Berhari-hari dan berminggu-minggu, kami ikut dalam pelayaran yang sangat
menyenangkan,” tutur ayahku bila sudah memapar kembali kisah heroiknya,
romantika para pejuang ’45.
“Kami
disambut dengan jerit tangis Emih dan sanak famili di Cimahi. Bayangkan, hampir
lima bulan kami
tak ada kabar berita!” tuturnya pula di depan anak-anak.
Usia lima belas tahun Koko
bergabung dengan pasukan pejuang di Cimahi. Agar diterima oleh komandan
pasukan, terpaksa mengaku berumur 17 tahun lewat. Walau kemudian diketahui juga
hal yang sebenarnya. Namun, Koko remaja telah membuktikan kemampuannya sebagai
seorang pejuang.
Sejak itu
Koko mengabdikan hidupnya demi bangsa dan negara melalui TNI-AD. Tentang
sebagian pengalaman dan perjuangannya semasa revolusi 1945, aku menuliskannya
dalam buku bacaan anak-anak, Prahara
Cimahi. Di masa mudanya saat masih revolusi, Bapak sempat menjadi seorang
penulis lepas dan wartawan perang. Dia menulis untuk majalah Hubad dekade
50-an. Namun, kariernya sebagai prajurit kemudian menyita seluruh waktunya.
Hubunganku
dengan Bapak di masa kanak-kanak tak begitu dekat. Bapak terlalu sering
meninggalkan keluarga demi panggilan tugasnya. Aku bisa mengingatnya, saat
Bapak kembali dari tugasnya di Malangbong, Garut. Dia membawa jeruk garut yang
disimpan dalam ransel tentaranya. Juga beberapa pohon anggrek bulan.
“Jeruknya
buat anak-anak. Anggrek bulannya buat kamu, Alit,” ujarnya kepada Mak.
Bapak
memang suka memanggil Mak dengan sebutan Alit. Kalau Aki dan Eni suka memanggil
Mak dengan sebutan Nok Alit.
“Itu
Bapak pulang. Ayo, salami Bapak,” Mak mendorong-dorong aku untuk mendekatinya.
“He,
kenapa bengong saja? Lupa barangkali sama Bapak, ya?”
Aku
menghampirinya dengan takut-takut. Lihatlah! Penampilannya sepulang dari hutan
Malangbong itu, aduuuh… menakutkan anak-anak!
Pakaian
hijau kumal, sepatu kotor. Rambut gondrong dan dagunya menyemak dengan jenggot.

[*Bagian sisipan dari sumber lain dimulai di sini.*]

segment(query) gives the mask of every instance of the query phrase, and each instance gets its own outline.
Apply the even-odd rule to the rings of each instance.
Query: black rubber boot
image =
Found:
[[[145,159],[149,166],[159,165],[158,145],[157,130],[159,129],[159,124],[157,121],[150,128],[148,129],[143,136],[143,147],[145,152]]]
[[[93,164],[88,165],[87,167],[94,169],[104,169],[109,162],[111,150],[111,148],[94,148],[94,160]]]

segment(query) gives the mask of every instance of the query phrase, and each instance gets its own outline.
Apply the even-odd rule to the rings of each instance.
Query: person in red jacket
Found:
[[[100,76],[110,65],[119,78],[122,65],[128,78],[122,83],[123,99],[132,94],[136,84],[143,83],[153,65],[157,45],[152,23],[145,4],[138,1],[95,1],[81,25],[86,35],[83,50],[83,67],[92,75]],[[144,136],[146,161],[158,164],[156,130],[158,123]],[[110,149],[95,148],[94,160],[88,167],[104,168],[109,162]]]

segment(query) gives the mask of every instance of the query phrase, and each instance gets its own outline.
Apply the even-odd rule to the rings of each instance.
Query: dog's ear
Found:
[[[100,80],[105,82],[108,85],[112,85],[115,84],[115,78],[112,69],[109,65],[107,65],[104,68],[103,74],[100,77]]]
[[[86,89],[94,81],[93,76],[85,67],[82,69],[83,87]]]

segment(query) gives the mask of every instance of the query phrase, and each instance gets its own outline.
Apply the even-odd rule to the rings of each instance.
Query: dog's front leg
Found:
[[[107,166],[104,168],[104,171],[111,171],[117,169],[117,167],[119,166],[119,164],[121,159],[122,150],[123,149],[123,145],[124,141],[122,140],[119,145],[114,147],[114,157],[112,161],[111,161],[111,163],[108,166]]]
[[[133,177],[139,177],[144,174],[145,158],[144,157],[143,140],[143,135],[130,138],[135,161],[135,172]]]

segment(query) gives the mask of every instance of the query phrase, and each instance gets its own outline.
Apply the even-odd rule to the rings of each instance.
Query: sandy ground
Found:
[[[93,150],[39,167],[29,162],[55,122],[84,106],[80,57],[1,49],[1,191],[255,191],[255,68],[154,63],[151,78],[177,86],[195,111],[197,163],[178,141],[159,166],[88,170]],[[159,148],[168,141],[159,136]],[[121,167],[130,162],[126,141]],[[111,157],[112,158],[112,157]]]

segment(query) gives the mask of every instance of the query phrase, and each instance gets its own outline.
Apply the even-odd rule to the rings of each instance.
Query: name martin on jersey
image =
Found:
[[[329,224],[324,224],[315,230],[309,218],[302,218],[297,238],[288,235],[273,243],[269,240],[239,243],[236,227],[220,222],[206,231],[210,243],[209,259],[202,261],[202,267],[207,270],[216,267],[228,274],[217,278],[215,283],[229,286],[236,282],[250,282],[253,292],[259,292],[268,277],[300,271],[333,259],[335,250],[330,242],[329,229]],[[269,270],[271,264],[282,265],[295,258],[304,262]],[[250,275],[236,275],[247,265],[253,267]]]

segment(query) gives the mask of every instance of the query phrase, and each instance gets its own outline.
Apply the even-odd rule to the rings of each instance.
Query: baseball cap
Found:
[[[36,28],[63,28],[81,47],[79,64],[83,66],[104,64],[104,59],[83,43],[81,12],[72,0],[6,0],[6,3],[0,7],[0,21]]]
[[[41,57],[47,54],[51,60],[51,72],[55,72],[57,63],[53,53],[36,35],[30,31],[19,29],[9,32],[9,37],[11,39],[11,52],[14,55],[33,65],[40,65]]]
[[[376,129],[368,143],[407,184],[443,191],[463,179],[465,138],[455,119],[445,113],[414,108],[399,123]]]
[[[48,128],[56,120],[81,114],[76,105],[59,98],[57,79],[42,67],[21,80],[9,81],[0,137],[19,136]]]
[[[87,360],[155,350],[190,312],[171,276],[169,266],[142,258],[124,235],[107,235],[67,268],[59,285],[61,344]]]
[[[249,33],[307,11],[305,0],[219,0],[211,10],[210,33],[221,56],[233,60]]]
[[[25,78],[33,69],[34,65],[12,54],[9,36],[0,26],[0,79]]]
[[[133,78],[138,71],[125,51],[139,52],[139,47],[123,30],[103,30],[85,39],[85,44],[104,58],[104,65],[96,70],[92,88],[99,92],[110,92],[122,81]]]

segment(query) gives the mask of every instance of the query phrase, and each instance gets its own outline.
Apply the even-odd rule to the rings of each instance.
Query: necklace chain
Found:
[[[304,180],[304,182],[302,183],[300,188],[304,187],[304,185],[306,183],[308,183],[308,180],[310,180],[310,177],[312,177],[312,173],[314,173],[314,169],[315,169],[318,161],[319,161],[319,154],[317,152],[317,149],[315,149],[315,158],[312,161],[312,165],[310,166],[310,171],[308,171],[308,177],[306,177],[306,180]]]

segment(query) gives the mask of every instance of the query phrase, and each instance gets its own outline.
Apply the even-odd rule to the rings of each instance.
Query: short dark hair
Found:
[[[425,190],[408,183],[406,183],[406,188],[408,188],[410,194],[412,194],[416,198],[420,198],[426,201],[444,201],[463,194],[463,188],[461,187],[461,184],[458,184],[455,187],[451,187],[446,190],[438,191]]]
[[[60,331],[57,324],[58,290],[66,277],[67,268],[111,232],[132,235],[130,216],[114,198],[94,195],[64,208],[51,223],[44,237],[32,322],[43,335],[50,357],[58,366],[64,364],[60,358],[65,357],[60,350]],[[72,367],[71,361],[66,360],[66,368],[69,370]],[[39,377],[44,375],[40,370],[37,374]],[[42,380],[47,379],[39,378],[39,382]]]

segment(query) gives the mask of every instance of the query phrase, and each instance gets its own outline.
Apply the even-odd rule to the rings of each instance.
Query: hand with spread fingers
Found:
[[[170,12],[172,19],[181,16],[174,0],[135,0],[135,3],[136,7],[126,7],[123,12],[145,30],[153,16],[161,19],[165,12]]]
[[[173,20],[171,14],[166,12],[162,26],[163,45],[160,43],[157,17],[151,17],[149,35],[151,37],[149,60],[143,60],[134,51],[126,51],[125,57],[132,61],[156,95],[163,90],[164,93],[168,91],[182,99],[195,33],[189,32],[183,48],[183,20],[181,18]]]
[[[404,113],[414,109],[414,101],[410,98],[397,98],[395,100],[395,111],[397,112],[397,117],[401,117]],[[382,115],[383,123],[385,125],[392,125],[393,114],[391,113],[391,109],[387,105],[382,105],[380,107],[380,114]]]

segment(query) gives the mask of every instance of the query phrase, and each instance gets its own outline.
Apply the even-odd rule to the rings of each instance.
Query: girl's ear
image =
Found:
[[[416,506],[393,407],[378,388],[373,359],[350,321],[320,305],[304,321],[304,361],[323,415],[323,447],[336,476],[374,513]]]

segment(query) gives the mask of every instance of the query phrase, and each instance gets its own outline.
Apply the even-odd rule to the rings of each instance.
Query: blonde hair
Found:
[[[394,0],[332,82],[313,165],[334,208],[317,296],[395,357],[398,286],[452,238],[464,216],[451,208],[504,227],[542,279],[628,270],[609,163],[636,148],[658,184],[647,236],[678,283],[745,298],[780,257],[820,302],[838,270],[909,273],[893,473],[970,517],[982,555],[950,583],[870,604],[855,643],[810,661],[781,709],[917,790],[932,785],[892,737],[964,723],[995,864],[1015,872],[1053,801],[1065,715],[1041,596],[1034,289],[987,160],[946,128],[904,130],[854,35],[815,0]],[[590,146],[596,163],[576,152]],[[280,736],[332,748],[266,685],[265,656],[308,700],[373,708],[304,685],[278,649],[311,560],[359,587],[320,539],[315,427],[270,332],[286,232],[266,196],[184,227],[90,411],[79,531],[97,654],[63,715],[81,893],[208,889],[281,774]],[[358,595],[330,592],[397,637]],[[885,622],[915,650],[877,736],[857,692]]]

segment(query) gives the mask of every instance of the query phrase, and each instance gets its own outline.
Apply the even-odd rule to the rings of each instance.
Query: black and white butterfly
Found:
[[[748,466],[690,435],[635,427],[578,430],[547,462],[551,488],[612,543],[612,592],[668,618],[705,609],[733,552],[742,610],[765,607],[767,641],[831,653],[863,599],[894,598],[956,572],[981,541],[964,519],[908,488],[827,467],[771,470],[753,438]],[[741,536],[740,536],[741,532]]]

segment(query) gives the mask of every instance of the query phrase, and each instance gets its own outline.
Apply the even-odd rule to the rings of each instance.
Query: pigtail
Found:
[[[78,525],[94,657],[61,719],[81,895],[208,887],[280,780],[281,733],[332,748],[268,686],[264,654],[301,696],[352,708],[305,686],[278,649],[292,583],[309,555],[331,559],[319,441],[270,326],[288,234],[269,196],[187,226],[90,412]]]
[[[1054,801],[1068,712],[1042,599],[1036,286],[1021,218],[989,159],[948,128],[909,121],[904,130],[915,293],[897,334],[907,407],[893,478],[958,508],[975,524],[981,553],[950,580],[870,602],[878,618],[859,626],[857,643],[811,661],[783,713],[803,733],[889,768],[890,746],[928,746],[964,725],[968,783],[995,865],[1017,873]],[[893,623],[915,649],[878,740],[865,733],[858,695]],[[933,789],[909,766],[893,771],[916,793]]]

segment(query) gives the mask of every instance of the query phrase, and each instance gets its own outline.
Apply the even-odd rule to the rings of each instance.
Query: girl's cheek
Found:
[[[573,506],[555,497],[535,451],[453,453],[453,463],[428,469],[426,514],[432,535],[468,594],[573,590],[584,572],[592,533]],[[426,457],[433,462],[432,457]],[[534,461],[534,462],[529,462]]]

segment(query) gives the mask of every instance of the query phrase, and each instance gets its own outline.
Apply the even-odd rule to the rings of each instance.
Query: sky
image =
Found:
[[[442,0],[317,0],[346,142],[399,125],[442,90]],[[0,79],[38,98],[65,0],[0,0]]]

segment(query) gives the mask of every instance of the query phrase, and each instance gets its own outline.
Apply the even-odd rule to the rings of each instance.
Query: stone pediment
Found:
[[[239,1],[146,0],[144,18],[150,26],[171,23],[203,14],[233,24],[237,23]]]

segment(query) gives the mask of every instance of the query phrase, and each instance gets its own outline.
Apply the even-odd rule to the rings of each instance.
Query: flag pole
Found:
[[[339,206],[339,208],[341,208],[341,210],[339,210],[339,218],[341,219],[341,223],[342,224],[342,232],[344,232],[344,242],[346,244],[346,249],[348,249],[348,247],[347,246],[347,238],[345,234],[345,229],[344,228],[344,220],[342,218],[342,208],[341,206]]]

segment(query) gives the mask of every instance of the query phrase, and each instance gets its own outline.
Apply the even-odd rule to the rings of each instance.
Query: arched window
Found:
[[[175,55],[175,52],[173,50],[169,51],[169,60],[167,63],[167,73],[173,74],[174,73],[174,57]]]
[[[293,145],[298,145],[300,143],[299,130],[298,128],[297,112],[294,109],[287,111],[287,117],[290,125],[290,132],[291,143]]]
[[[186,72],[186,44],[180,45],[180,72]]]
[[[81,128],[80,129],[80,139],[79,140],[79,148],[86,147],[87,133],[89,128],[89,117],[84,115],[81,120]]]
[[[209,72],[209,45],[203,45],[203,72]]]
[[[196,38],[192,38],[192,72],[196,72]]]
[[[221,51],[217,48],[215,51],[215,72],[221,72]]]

Macam penampilan seorang perompak, bajak laut saja!
“Jangan
takut. Aku ini Bapak, ayah kandungmu, Nak,” katanya berusaha hendak
menggendong.
Kontan
saja aku berlari ketakutan. Menjerit-jerit dan menangis… heee-boooh!
Beberapa
hari Bapak bisa berkumpul dengan keluarga. Setelah berpenampilan apik dan
bersih barulah aku mau mendekatinya, malah minta digendong. Biasanya Bapak akan
memangku aku di atas bahu-bahunya yang kekar.
Sepasang
tangannya yang kukuh sering digunakannya untuk mengayun-ayun kami. Aku, En, Vi,
dan El. Bapak menyayangi kami tanpa pilih kasih.
Saat aku
duduk di TK Persit Kartika Chandra, Bapak paling sering mengantarku. Bapak kala
itu bertugas di Kodim Sumedang. Jadi punya cukup waktu untuk keluarga. Terutama
kalau dia sedang cuti. Sementara Mak hampir tak bisa mengantarku ke sekolah.
Sibuk dengan adik-adik kecil di rumah.
“Waaah,
Pak Sersan lagi yang ikut piknik sama kita?” kata Ibu Saodah, guru TK-ku.
“Senengnya
ada bapak-bapak…”
Bapak
tersenyum-senyum saja bila digoda oleh para ibu temanku. Kehadirannaya menambah
semarak suasana piknik kami karena Bapak orangnya humoris, suka membanyol dan
supel. Kami piknik ke Gunung Kunci, Gunung Palasari, Cimalaka atau Cipanteneun.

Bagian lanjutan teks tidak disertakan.